At the very least, Miller says, techniques like that one have the potential to streamline radiologists’ work. “One of the things that we’d like to build is a machine that can see evidence of something and cue the radiologist, so that the radiologist can more efficiently review the images. We can save them time in their workflow.”

Miller’s ability to shift easily from complex mathematical topics to the practical problems of radiologists might help to explain his success in luring collaborators from across Hopkins into his projects. “Mike’s style is to encourage us and to stimulate us about what we can do together,” says Susumu Mori, a professor of radiology at the School of Medicine who is working with Miller on an analysis of brain scans of young patients. “He’s not the kind of colleague who says, ‘Just give me the data and I’ll do everything.’ He’s not like that at all.”

On this particular project, Miller, Mori, and their colleagues hope to identify physiological changes over time in the brain structures of young patients who are being treated for psychiatric illness. In and of itself, this is not revolutionary-many teams of scholars across the country are studying physical correlates of schizophrenia, for example. But Miller and Mori hope that their computational-imaging system will spot subtle changes that may not have been noticed by others, and that it will build a cumulative body of knowledge about schizophrenia and the growing brain.

“In clinical image-based analysis, the result is free text,” Mori says. That is, the radiologist simply writes a narrative description of what the image shows. “We’d like to supplement that with some quantitative measures,” Mori continues, “similar to what you see with a complete blood cell analysis.”

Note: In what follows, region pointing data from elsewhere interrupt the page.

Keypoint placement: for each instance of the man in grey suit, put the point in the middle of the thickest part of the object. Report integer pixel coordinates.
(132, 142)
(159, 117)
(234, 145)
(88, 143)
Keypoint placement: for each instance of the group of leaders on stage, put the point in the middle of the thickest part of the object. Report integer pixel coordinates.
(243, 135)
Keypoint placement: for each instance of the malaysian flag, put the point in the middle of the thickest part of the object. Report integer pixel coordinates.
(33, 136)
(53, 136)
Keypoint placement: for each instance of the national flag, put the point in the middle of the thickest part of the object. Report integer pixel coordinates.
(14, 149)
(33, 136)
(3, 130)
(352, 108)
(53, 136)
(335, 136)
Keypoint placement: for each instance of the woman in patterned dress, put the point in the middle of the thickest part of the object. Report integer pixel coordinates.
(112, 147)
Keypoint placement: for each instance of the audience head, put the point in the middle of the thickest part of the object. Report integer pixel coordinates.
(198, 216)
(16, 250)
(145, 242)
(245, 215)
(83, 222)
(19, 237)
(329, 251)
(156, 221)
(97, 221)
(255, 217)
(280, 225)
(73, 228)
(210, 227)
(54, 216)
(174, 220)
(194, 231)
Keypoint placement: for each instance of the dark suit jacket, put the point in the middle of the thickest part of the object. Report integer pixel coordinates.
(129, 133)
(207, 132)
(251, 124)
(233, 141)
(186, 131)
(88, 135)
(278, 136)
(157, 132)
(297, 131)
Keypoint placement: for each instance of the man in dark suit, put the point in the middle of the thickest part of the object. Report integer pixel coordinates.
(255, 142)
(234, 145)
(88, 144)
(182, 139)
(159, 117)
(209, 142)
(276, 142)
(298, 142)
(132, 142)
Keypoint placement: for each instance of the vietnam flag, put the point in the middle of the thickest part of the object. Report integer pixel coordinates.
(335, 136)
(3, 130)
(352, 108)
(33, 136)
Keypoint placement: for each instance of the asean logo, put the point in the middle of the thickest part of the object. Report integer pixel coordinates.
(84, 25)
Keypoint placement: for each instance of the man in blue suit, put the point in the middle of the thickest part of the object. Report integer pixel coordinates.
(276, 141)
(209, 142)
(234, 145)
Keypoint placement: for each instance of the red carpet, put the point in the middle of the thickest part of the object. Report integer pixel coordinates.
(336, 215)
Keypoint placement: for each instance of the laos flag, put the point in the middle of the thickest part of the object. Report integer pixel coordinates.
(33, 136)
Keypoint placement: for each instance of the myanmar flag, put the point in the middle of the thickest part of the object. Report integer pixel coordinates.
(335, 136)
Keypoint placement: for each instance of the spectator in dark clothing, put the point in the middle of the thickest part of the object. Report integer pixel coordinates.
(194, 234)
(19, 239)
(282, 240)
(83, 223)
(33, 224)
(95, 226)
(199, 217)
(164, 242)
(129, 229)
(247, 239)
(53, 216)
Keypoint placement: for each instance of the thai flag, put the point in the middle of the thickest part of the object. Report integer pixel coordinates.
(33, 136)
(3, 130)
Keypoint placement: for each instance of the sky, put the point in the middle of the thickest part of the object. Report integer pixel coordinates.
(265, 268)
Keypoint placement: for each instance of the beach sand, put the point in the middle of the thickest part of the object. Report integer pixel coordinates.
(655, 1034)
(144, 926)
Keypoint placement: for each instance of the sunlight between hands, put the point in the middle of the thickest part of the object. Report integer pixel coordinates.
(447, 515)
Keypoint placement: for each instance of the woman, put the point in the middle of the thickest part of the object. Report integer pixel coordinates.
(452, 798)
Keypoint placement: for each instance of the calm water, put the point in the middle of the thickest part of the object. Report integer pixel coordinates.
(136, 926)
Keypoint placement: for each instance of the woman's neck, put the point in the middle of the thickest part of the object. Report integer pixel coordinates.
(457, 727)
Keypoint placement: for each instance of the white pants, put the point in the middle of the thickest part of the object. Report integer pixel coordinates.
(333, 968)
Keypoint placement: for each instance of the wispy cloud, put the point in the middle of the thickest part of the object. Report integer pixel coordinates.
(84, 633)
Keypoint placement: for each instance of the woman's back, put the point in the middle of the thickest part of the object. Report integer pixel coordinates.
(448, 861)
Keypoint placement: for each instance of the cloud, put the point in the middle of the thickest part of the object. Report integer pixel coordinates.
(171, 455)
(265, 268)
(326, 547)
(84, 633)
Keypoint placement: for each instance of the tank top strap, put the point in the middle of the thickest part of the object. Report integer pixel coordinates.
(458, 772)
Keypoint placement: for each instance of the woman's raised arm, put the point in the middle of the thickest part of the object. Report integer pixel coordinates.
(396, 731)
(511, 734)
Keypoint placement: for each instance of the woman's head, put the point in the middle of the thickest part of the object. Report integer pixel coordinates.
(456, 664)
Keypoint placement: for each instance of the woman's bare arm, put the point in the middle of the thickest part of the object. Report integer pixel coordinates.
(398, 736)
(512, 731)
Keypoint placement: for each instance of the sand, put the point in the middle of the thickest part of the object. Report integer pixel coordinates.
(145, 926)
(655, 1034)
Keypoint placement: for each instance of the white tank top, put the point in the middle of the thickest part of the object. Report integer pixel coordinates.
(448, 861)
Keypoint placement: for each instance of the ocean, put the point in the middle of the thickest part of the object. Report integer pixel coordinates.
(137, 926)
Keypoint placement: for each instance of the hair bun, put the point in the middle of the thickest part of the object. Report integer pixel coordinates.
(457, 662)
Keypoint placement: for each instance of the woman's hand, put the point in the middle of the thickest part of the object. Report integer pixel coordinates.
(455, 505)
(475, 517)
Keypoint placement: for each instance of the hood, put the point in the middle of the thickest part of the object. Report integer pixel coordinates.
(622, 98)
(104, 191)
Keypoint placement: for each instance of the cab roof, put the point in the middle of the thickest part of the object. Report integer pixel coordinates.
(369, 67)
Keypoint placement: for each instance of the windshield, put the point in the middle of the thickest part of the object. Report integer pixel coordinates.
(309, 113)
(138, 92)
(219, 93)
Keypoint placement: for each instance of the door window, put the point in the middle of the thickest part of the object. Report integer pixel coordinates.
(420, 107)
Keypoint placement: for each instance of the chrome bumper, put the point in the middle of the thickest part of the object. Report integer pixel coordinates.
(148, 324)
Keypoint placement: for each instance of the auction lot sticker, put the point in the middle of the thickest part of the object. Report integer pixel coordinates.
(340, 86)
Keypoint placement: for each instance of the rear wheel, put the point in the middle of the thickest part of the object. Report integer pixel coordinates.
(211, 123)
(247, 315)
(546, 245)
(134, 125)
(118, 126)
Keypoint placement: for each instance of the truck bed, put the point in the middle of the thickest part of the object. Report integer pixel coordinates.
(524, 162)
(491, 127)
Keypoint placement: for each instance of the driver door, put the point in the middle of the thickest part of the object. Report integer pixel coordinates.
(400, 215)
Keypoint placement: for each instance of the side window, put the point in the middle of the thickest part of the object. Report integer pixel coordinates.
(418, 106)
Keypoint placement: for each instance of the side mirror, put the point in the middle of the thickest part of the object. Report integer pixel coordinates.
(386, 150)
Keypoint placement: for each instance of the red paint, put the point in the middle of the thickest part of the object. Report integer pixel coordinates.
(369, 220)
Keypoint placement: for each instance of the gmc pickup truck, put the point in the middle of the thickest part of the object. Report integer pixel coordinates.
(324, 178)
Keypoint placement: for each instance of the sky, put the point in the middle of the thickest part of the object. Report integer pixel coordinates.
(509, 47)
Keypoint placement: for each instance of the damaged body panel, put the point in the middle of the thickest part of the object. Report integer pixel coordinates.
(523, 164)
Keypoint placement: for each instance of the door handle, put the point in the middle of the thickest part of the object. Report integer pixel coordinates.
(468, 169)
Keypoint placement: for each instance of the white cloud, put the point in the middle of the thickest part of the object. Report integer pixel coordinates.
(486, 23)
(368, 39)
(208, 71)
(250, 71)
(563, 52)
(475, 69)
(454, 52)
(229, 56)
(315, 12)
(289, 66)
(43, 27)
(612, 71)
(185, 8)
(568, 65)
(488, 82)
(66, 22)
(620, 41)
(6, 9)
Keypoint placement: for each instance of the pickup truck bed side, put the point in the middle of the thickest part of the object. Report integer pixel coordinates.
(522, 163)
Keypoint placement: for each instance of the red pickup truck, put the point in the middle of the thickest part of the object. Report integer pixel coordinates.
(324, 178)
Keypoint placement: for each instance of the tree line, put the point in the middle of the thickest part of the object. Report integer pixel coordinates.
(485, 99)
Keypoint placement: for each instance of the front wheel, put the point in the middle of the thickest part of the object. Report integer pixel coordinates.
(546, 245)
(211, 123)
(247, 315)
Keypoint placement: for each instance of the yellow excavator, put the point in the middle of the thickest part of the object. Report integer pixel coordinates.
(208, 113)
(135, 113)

Miller’s graduate work at Hopkins in the 1970s had nothing directly to do with computational anatomy. He fell into the lab of Murray B. Sachs and Eric D. Young, who were working on pioneering studies of how the auditory nerve processes sounds. (Both Sachs and Young remain on the biomedical engineering faculty today.)

As a doctoral student, Miller helped to identify the “neural spike train”-that is, the series of electrical action potentials-generated by the auditory nerve as it conducts spoken language from the ear to the brain. “We were measuring the signals in the auditory nerve and rebuilding the code that was equivalent in information to the information that’s in these complex acoustic sounds-consonants and plosives and vowels,” Miller says. His doctoral work helped to verify a theoretical model of auditory processing that had been developed by linguists and cognitive scientists at MIT-and it also eventually helped to improve the technology of cochlear implants.

After completing his degree, Miller moved to Washington University to work as a postdoctoral researcher with Donald Snyder, a professor of electrical engineering who pioneered the use of the statistical technique known as “point processes” in analyzing neurons’ behavior. Miller had drawn on Snyder’s technique in his doctoral study, and wanted to work with the man himself. At Wash U, Miller was drawn into a network of scholars who were refining the technology of positron emission tomography (PET), which creates three-dimensional images of biological processes. “It was a big team,” says Snyder, a professor of electrical engineering at Wash U who often collaborated with Miller. “There were computer people, there were people in radiation physics who were developing the hardware. And then there were those of us who wanted to help analyze the images and understand their significance.